Kids can ask some pretty hard questions. Why is the sky blue? What happens if you fall into a black hole? What is a shooting star?
Now there's a book that offers some answers. Astrophysicist and Women in Science, Technology, Engineering and Mathematics (STEM) ambassador Lisa Harvey-Smith was at Questacon on Wednesday ahead of the launch of her new children's book Under the Stars: Astrophysics for Bedtime on October 1.
"I've been working with kids in schools for years now and just going into schools and talking about astronomy and kids love it. They're excited and they do Q&As and they ask the most fantastic questions," Dr Harvey-Smith said.
"Their imaginations run wild and it's wonderful to see that imagination and to be able to answer some questions and to be able to feed that [imagination].
"I drew inspiration from these fantastic questions that kids ask and just the things that really make me think 'wow' and that's what it's all about - getting kids and grown-ups to talk about astronomy together. Who knows where that can lead them?"
Dr Harvey-Smith wanted kids to be able to see themselves having a future working in STEM, and in particular, astronomy, which is why the book's illustrations - done by Victorian illustrator Mel Matthews - are so diverse. And as a big advocate for increasing the number of women working in STEM industries, she made sure the cover image was of a young girl.
"It's very deliberate that there are lots of different kids in the pictures so everyone can see someone kind of like them," she said.
"We don't have nearly enough engineers in this country and people going into IT and technical trades and we train a lot of scientists but very few women scientists in many physical sciences like astronomy and physics. So trying to fix this there is young girl on the front cover and it's trying to be a book that really appeals to girls as well as boys.

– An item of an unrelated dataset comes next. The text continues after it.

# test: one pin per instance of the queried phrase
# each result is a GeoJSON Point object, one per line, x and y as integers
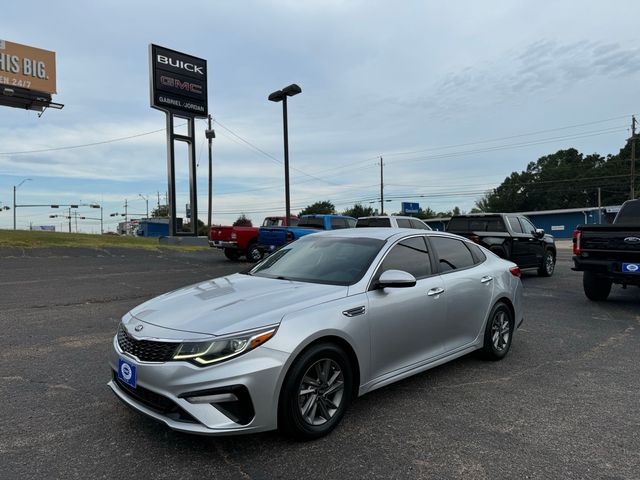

"Often when I do book signings a lot of people say it's for their son or for their grandson, and I think that's lovely but not as many people say that they're buying this for their daughter or their granddaughter or niece."
Dr Harvey-Smith said it was important to get children interested in science and math at a young age, particularly if there was to be an increase of women in STEM careers.
She said by year six children had already made decisions on what career paths they wanted to follow, so the early years were crucial in sparking an interest in science.
"I went to a school in Western Australia recently and we were doing a presentation about space and the stars, and science and engineering," Dr Harvey-Smith said.
"At the end, this boy shouted out 'girls can't look through telescopes'. I mean this is 2019 and an astrophysicist has just done a presentation about space and talked about the telescopes that are used and kids still hold this belief really young.
"It's trying to correct those misconceptions that kids have. And if that boy was thinking it, who knows what the girls were thinking."